The recent BBC documentary on the Gujarat anti-Muslim violence of 2002 and Narendra Modi revealed two important and unknown facts. First, in 2002 the British High Commission in Delhi carried out an inquiry in Gujarat, and on the basis of that inquiry, it submitted a report to the British foreign office in London. That report said, “Narendra Modi is directly responsible”. The second important fact revealed by the BBC is that Jack Straw, who was the British foreign secretary at the time, was deeply concerned about what he was hearing from his diplomats about Modi and the violence. In a video interview published by The Wire on January 21, 2023, Karan Thapar spoke to Straw about the report, why it was conducted and if he conveyed his concerns to the Indian government, led at the time by A.B. Vajpayee. The following is a transcript of the interview, edited lightly for style, clarity and syntax.
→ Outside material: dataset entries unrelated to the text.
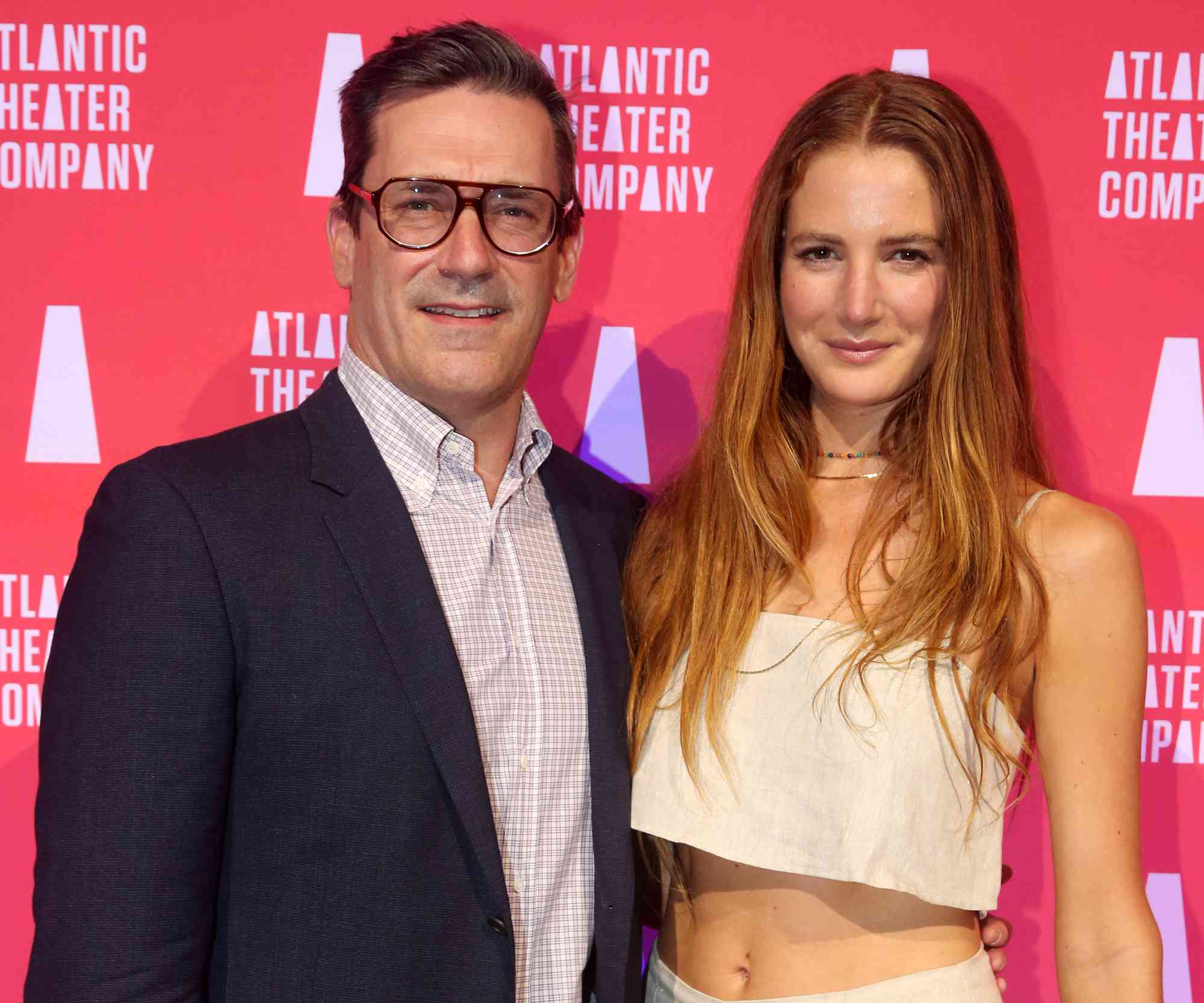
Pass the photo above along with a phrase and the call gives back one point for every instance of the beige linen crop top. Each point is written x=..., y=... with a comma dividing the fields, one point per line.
x=875, y=795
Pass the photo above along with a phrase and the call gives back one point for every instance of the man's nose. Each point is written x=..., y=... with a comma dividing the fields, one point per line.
x=467, y=253
x=859, y=298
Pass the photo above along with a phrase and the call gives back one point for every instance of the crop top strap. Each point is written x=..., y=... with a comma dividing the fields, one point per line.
x=1029, y=505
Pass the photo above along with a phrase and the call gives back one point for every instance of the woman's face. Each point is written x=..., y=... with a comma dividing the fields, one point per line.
x=863, y=275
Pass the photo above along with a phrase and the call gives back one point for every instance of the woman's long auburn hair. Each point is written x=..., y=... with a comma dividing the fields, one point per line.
x=739, y=521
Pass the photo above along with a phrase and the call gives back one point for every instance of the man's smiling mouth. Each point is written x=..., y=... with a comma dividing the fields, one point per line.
x=474, y=312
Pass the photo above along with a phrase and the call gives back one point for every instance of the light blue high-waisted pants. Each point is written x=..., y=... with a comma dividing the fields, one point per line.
x=969, y=982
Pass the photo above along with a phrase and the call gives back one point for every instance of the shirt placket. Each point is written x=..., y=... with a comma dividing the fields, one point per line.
x=526, y=880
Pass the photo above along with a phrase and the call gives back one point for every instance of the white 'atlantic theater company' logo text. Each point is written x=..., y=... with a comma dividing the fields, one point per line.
x=67, y=95
x=1160, y=134
x=635, y=108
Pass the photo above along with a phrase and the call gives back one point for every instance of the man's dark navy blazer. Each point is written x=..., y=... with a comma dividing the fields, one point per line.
x=261, y=778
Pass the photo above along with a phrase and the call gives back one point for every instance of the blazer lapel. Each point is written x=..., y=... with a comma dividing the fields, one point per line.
x=374, y=530
x=588, y=539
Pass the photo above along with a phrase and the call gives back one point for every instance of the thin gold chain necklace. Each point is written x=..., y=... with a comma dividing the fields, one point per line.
x=846, y=476
x=828, y=620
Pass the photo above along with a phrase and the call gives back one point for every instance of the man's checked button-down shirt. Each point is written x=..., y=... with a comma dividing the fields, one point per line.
x=504, y=585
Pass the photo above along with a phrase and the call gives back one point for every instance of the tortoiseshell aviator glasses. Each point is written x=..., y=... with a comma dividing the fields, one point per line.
x=418, y=214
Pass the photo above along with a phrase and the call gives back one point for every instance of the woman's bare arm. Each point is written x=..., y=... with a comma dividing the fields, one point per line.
x=1088, y=704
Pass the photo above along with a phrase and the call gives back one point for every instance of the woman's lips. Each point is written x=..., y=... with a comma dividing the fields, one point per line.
x=859, y=352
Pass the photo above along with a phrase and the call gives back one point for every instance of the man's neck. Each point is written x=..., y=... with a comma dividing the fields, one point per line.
x=493, y=433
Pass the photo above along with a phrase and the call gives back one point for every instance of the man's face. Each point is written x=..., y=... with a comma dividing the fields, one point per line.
x=461, y=368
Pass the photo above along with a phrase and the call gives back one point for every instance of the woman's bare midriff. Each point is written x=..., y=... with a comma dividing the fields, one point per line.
x=751, y=934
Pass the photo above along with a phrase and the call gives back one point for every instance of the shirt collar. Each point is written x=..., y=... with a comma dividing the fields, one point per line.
x=414, y=440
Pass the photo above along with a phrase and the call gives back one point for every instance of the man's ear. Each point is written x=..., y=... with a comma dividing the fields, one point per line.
x=570, y=253
x=343, y=244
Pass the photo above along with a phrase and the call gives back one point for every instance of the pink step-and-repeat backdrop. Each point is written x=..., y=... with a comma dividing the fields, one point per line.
x=164, y=175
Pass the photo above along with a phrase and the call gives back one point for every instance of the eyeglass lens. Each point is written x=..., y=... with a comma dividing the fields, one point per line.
x=420, y=214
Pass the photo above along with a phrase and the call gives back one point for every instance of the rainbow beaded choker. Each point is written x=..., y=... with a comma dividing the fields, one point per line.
x=849, y=456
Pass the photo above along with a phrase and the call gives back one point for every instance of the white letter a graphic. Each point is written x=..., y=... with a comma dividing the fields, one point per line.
x=324, y=174
x=63, y=426
x=1173, y=451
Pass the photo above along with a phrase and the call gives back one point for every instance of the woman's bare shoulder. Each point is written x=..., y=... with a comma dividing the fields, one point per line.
x=1071, y=536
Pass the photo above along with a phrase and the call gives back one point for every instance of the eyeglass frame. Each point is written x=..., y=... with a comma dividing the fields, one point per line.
x=374, y=199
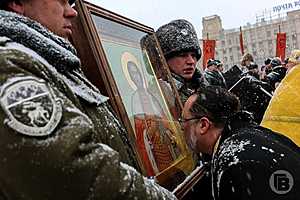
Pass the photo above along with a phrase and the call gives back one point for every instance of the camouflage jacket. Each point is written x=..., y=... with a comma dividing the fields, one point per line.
x=57, y=130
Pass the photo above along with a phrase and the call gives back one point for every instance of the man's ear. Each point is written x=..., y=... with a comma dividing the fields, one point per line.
x=16, y=6
x=203, y=125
Joining me now from Britain is Jack Straw to talk about that foreign office report and also to talk about his concerns in 2002 when he was British foreign secretary. Mr Straw, let me start with what the foreign office report reveals, according to the BBC documentary, before I come to your thoughts and concerns in 2002, when you were foreign secretary.
First of all the BBC says the report said that the extent of the violence was “much greater than reported”. More importantly, the report said this was a “systematic campaign of violence” and it had all the “hallmarks of ethnic cleansing”. How did you respond when you heard that your own diplomats believed ethnic cleansing was happening in Gujarat under Narendra Modi’s chief ministership?
Well, I have long been very familiar with the history of India and Independence in 1947 and the communal violence which then took place. And indeed, I was in India – amongst many other visits – in 1992, when there was a demonstration against the Ayodhya mosque that led to communal riots. We were caught up in it, sitting in a vehicle as the police and rioters in Mumbai were throwing rocks at each other. So, I’m familiar with some of the background.
When this [Gujarat violence] happened, of course, the first concern that all of us had was for the 58 Hindu victims of the fire on the train which was actually coming from Ayodhya and of their families. Of course, we were very concerned about that. But very quickly after that, I mean that appears to have been an accident – but no one’s quite sure, it may be arson. But very quickly after that, there were suggestions that it was arson, that this was all got up by Muslim extremists and then that was a kind of trigger for communal violence. And certainly, there were a lot of reports of the police being unwilling to get involved in sorting out intra-communal violence which was taking place, really, across the state of Gujarat, until it was too late.